Geography, experience, and imagination are all crucial to our understanding of islands. In many cases the focus of legend and invention, islands, from Atlantis to St. Helena (home to Napoleon’s last words), have excited and haunted humanity since the dawn of time; they are intensely loved and intensely loathed, they are desired and rejected, they are minutely scrutinised yet often perilously misjudged. On islands we feel alternately landed and adrift, magnified and reduced, fulfilled and voided, at home and in exile.
Norman Hyams’ ‘Islands’ evidences the complex relationship we have with these natural phenomena. Painted using an extraordinary variety of media (including but not limited to oil paint, acrylic, marker pen, and for grounds canvas, vinyl, and paper) and an equally extraordinary variety of techniques, these ‘Islands’ show the wealth of sentiment and experience we seek and find in these often exotic and rapturous outposts. Hyams commenced this body of work in 2022. He is a focussed and committed painter, returning time and again to the same subject matter, seeking within its familiarity an exciting unfamiliarity. As William Feaver wrote on Frank Auerbach in 2009: ‘To Paint the same head over and over leads to unfamiliarity; eventually you get near the raw truth about it, just as people only blurt out the raw truth in the middle of a family quarrel.’ The same applies here.

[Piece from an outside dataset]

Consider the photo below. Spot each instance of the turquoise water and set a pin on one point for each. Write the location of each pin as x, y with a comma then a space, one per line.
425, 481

Hyams experimenting with all the formal features that painting has to offer (media, composition, form, technique, palette, tone, and light among them) is Hyams recording all he feels in response to his subject matter; it is Hyams getting nearer and nearer the ‘raw truth’. The pictures exhibited here have been selected from a significantly larger body of work; the artist and I believe that these are nearer the raw truth than any others.

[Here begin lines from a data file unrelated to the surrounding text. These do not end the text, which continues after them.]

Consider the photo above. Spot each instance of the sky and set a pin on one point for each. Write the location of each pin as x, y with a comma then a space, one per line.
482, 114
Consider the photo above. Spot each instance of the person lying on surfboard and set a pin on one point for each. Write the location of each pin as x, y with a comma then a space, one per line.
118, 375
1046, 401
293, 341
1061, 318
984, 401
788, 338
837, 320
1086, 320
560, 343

It is with good reason that Hyams encapsulates within Islands so many different moods; throughout time, islands have been interpreted and re-interpreted in so many various ways. ‘Deportation and isolation’, (translated from the Latin ‘deportatio ad insulum’) was the way in which Roman Emperor Augustus decided best to use the Aegean islands, when he was not using them for pleasure, that is. From 2BC Augustus used islands not only to exile lawbreakers and troublemakers, but so too his rivals. While he had the raw power necessary to subdue any potential threat, he preferred to avoid such open use of force by instead limiting the aristocracy’s ability to organise and mobilize resistance against him. Geography proved mightier than the military. The island has retained its intoxicating appeal throughout the two millennia that have elapsed since. Daniel Defoe’s 1719 Robinson Crusoe is a landmark. Giving its name to an entire genre known as ‘Robinsonade’, of which Treasure Island, Lord of the Flies, Cast Away, and Lost are part, Robinson Crusoe’s popularity resides in its capacity for numerous interpretations: it is an exotic adventure story; a study of solitary consciousness; a parable of sin, atonement, and redemption; an encoded autobiography – and yet none of these explanations exhausts it.

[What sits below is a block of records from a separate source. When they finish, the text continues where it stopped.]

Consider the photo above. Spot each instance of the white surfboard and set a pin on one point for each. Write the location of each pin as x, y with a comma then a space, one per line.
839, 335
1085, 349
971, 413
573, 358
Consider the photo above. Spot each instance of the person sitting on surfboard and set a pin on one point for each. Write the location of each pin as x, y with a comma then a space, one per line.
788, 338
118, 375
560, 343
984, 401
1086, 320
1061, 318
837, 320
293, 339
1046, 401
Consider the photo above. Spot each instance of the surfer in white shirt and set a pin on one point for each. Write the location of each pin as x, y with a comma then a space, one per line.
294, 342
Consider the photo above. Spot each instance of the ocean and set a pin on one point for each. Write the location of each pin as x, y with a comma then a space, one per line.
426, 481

The same can be said, I think, of Norman Hyams’ Islands.
Norman Hyams (b.1966) took to painting comparatively later in life, graduating from Chelsea College of Arts in 2006. He is represented by Hannah Barry, London, and in 2016 he completed the Turps Art School Studio Programme. His work is shown and collected in the UK and abroad. Some recent exhibitions include: Cut Out – Series 1, curated by Freddie Foulkes at HM Electric, London (2023); Spring Without End, Hannah Barry, London (2023); Vermilion Tablecloth, Newchild Gallery, Antwerp (2022); A Very Long Wait, Newchild Gallery, Antwerp.